Vodafone meets FY guidance, cuts dividend to focus on debt reduction

News General Global 14 MEI 2019
Vodafone meets FY guidance, cuts dividend to focus on debt reduction

Vodafone Group reported underlying EBITDA up 3.1 percent to EUR 14.14 billion in its fiscal year to March, in line with its guidance. The company said low single-digit growth should continue in the new year, supported by a continued focus on costs. The company reduced its dividend to 9 cents a share from 15.07 cents the previous year, saying it plans to focus more on debt reduction. 

The bottom line was a loss of EUR 7.64 billion for the year versus a profit of EUR 2.79 billion a year earlier, due to the loss booked on Vodafone India earlier in the year due to its merger with Idea Cellular as well as impairment charges in Spain and Romania. Group revenue fell 6.2 percent to EUR 43.67 billion, while organic service revenue rose 0.3 percent, excluding currency effects and changes in scope. 

Q4 organic service revenue down 0.6%

Vodafone said revenues suffered from increased competitive pressure in Spain and Italy as well as headwinds in South Africa. This was offset by growth in the fixed market and mobile data demand in emerging markets. Organic service revenue turned negative in the fourth quarter to March, down 0.6 percent compared to 0.1 percent growth in the previous quarter. 

The weaker revenue was offset by EUR 400 million in cost reductions, and the company targets another EUR 200 million in annual savings in the medium term. In addition, it continues to work on tower sales in the Netherlands, UK, Spain and Italy. 

Free cash flow excluding spectrum costs was little changed year-on-year at GBP 5.44 billion, which Vodafone said was in line with its guidance. It expects cash flow of at least EUR 5.4 billion in the new year, supported by a stronger second half of the year and the Liberty Global takeover closing in July.
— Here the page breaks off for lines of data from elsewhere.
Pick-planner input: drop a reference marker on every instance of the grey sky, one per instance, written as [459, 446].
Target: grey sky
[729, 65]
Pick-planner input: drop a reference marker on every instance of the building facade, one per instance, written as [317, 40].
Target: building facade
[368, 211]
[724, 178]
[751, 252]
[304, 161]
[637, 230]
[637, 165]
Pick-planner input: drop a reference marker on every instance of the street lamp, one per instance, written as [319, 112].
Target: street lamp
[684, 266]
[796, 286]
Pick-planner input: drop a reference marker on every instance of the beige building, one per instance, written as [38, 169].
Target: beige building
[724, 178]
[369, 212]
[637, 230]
Excluding the takeover, adjusted EBITDA is estimated at EUR 13.8- 14.2 billion for the year, including a negative impact of EUR 400 million from the change in accounting standards.

Digital transformation

CEO Nick Read said the decision to "rebase" the dividend was due to a need to focus on the company's transformation, and it pay a "progressive" dividend going forward. "The Group is at a key point of transformation – deepening customer engagement, accelerating digital transformation, radically simplifying our operations, generating better returns from our infrastructure assets and continuing to optimise our portfolio," he said. 

The lower dividend will help it reduce debt and move to the lower end of its leverage target range of 2.5-3.0x in the next few years. Net debt totaled EUR 27.0 billion at the end of March, down from EUR 29.6 billion a year earlier. The company also announced separately an agreement to sell Vodafone New Zealand for EUR 2.1 billion to a group of investors.

The transformation includes an acceleration of the 'digital first' strategy in the past year, in order to simplify customer acquisition, service and propositions. Vodafone said its low-cost brands ‘Vodafone Bit’ in Spain, Ho in Italy and Voxi in the UK were helping it compete more effectively as well as reduce costs. 

Along with more tailored offerings for specific markets and its growing number of fixed-mobile offers, the focus is on reducing churn and increasing revenue per customer. Vodafone said this strategy was successful in the past year, with consumer mobile churn down 1.0 percent point in the second half of the year as well another 1 million fixed broadband customers added. Europe Consumer service revenues were still down 1.1 percent on an organic basis over the year, as fixed growth of 2.6 percent offset a mobile decline on 2.4 percent.